💡 This example will show how you can sort a table, particularly unbounded tables.
Flink SQL supports ORDER BY
.
Bounded Tables can be sorted by any column, descending or ascending.
To use ORDER BY
on unbounded tables like server_logs
the primary sorting key needs to be a time attribute like log_time
.
In first example below, we are sorting the server_logs
by log_time
.
The second example is a bit more advanced:
It sorts the number of logs per minute and browser by the window_time
(a time attribute) and the cnt_browser
(descending), so that the browser with the highest number of logs is at the top of each window.

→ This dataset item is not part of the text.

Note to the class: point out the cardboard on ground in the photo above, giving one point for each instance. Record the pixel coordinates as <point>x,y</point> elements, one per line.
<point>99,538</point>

CREATE TEMPORARY TABLE server_logs (
client_ip STRING,
client_identity STRING,
userid STRING,
user_agent STRING,
log_time TIMESTAMP(3),
request_line STRING,
status_code STRING,
size INT,
WATERMARK FOR log_time AS log_time - INTERVAL '15' SECONDS
) WITH (
'connector' = 'faker',
'fields.client_ip.expression' = '#{Internet.publicIpV4Address}',
'fields.client_identity.expression' = '-',
'fields.userid.expression' = '-',
'fields.user_agent.expression' = '#{Internet.userAgentAny}',
'fields.log_time.expression' = '#{date.past ''15'',''5'',''SECONDS''}',
'fields.request_line.expression' = '#{regexify ''(GET|POST|PUT|PATCH){1}''} #{regexify ''(/search\.html|/login\.html|/prod\.html|cart\.html|/order\.html){1}''} #{regexify ''(HTTP/1\.1|HTTP/2|/HTTP/1\.0){1}''}',
'fields.status_code.expression' = '#{regexify ''(200|201|204|400|401|403|301){1}''}',
'fields.size.expression' = '#{number.numberBetween ''100'',''10000000''}'
);
SELECT * FROM server_logs
ORDER BY log_time;
Advanced Example
CREATE TEMPORARY TABLE server_logs (
client_ip STRING,
client_identity STRING,
userid STRING,
user_agent STRING,
log_time TIMESTAMP(3),
request_line STRING,
status_code STRING,
size INT,
WATERMARK FOR log_time AS log_time - INTERVAL '15' SECONDS
) WITH (
'connector' = 'faker',
'fields.client_ip.expression' = '#{Internet.publicIpV4Address}',
'fields.client_identity.expression' = '-',
'fields.userid.expression' = '-',
'fields.user_agent.expression' = '#{Internet.userAgentAny}',
'fields.log_time.expression' = '#{date.past ''15'',''5'',''SECONDS''}',
'fields.request_line.expression' = '#{regexify ''(GET|POST|PUT|PATCH){1}''} #{regexify ''(/search\.html|/login\.html|/prod\.html|cart\.html|/order\.html){1}''} #{regexify ''(HTTP/1\.1|HTTP/2|/HTTP/1\.0){1}''}',
'fields.status_code.expression' = '#{regexify ''(200|201|204|400|401|403|301){1}''}',
'fields.size.expression' = '#{number.numberBetween ''100'',''10000000''}'
);
SELECT
TUMBLE_ROWTIME(log_time, INTERVAL '1' MINUTE) AS window_time,
REGEXP_EXTRACT(user_agent,'[^\/]+') AS browser,
COUNT(*) AS cnt_browser
FROM server_logs
GROUP BY
REGEXP_EXTRACT(user_agent,'[^\/]+'),
TUMBLE(log_time, INTERVAL '1' MINUTE)
ORDER BY
window_time,
cnt_browser DESC